Ein weiterer Besucher von Georges Athanasiadès war Leopold Stokowski. Er kannte den Organisten von seinen Platten her und wollte nun live etwas von ihm hören. „Ich dachte zuerst an Johann Sebastian Bachs Toccata und Fuge in d-moll. Doch dann sagte ich mir: ‚Das geht nicht. Die hat er ja selbst transkribiert. Er soll nicht meinen, ich wolle ihn belehren ... Doch dann gab ich mir einen Schubs: Warum nicht?’ – Nach dem Spiel blieb Stokowski eine Weile stumm. Dann sagte er: ‚Wenn ich Sie früher gehört hätte, hätte ich meine Transkriptionen nicht gemacht.’ Er erklärte mir, dass die Orgeln, die er gekannt habe, technisch zu träg gewesen seien.

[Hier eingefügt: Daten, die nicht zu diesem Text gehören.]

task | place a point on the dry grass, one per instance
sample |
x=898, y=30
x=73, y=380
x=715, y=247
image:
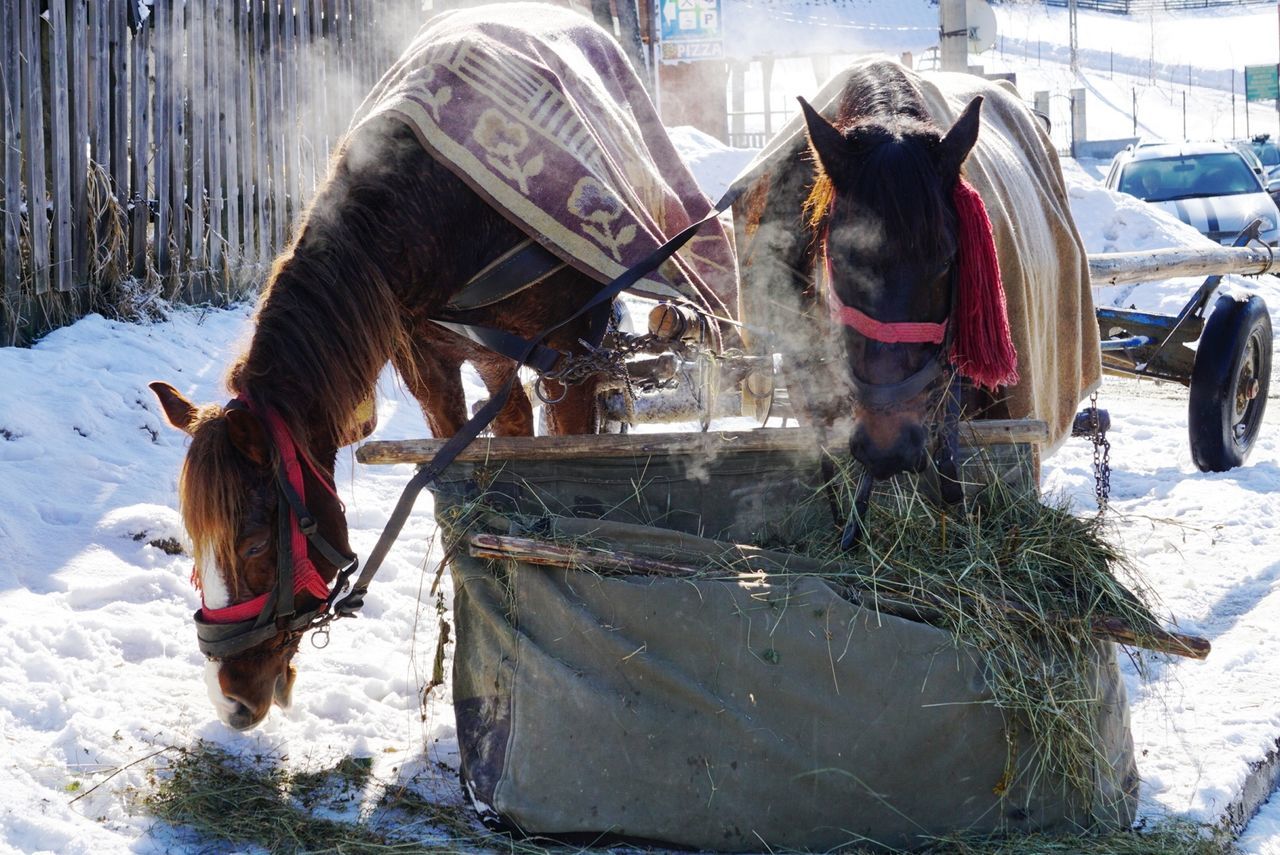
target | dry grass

Das habe seine Auffassung verfälscht.“

 

Die vielen Schallplatten hatten zur Folge, dass Georges Athanasiadès auf allen Kontinenten zu Konzerten eingeladen wurde. „Ich war überall“, sagt der berühmte Musiker, „ausser in Australien und Südamerika“. Zu seinem 80. Geburtstag erfolgte sogar eine Einladung nach Peking. „Vielfach fragen mich die Leute, warum ich besser sei als andere Organisten. Nun, ich will nicht sagen, ich sei besser. Aber ich bin anders. Das schon. Und wenn ich über­lege, woher das kommt, finde ich die Erklärung am Anfang der Bibel. Da heisst es: ‚... Der Atem Gottes schwebte über dem Wasser. Und Gott sprach: …’ Sie sehen: Zuerst atmet Gott. Dann spricht er. Die meisten Organisten aber vergessen zu atmen.“

 

Nach dieser Lektion wechselt die Kamera in den Orgelstuhl. Der 83-Jährige „... setzt sich selbst, von Begeisterung glühend, an die Orgel ...“ (so die Worte in Heinrich von Kleists Legende „Die heilige Cäcilie oder Die Gewalt der Musik“): „… Demnach kam es, wie ein wunderbarer, himmlischer Trost, in die Herzen … um die Seelen, wie auf Schwingen, durch alle Himmel des Wohlklangs zu führen; das Oratorium ward mit der höchsten und herrlichsten musikalischen Pracht ausgeführt.“ Der Zuschauer aber wird Zeuge, wie Georges Athanasiadès sich mit Liebe den Sachen und Menschen zuwendet, auf dass sie gedeihen zur Freude Gottes.